Abstract

Although this is a book about an idea central to classical thought and literature, which is its main focus, it has distinct relevance for the expositor of Scripture. Our Renaissance forebears regarded rhetoric as a core discipline for preaching and would have understood very precisely the niceties of varietas (variety) in offering diversity and interest to their discourse, through distinctio (distinction) of elements—chains of islands dotted on an ocean – in their copia (copious) sermons. Sections of this elegant study give close readings of prose by Pliny, Lucretius and Horace, and of Roman poetry, which may be of less immediate appeal in these un-Latinate days, although the description of the development and techniques of the miscellany (of which blogging is our contemporary version) is fascinating, as we see Montaigne trying his mental mettle by means of the essay, and mixing all levels of discourse together in such a way as to preserve some sense of an inherent unity.

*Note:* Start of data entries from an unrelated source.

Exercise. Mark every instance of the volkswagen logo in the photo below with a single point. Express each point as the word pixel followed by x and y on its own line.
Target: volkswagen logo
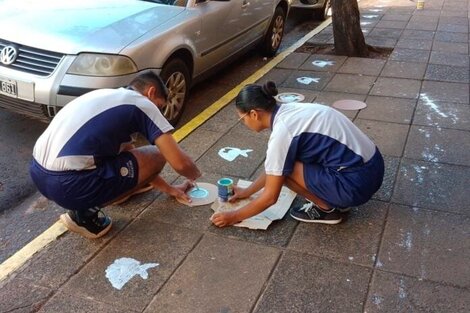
pixel 8 55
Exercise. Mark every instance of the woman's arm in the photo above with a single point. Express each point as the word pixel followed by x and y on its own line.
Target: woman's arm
pixel 268 197
pixel 242 193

It is here that the book again touches on theological interests, since the relation of the one and the many, or God and his creation, is at the heart of philosophical theology. The classical idea of variety emerges in the context of Nature rejoicing in all her diverse manifestations, as the God of Genesis delights in his works and in Proverbs 8, where Wisdom rejoices before God in the appreciation of the whole created order. The concept of variety becomes a way in which the plenitude and diversity of the many is related back to its source in God, the One as it were. Variety offers the mediating steps, which prevents multiplicity from becoming chaos, and although Fitzgerald does not state this, there is a Neo-Platonic idea of hierarchy, exitus and redditus—a going out and return—characteristic of Dionysius the Areopagite’s theology, for example, but equally of Augustine. Discerning variety is a way of enacting Augustine’s imagined lovely natural forms, saying, ‘we did not make ourselves’ of Book 9 of his Confessions; it prevents either over-valuing or under-valuing the creation.
This brings us back again to preachers, who must so display variety and diversity in their discourse, that their hearers not be distracted, and that all they say may itself have that ordered actualisation of variety that does not confuse but return praise to the God in whose name they dare to speak.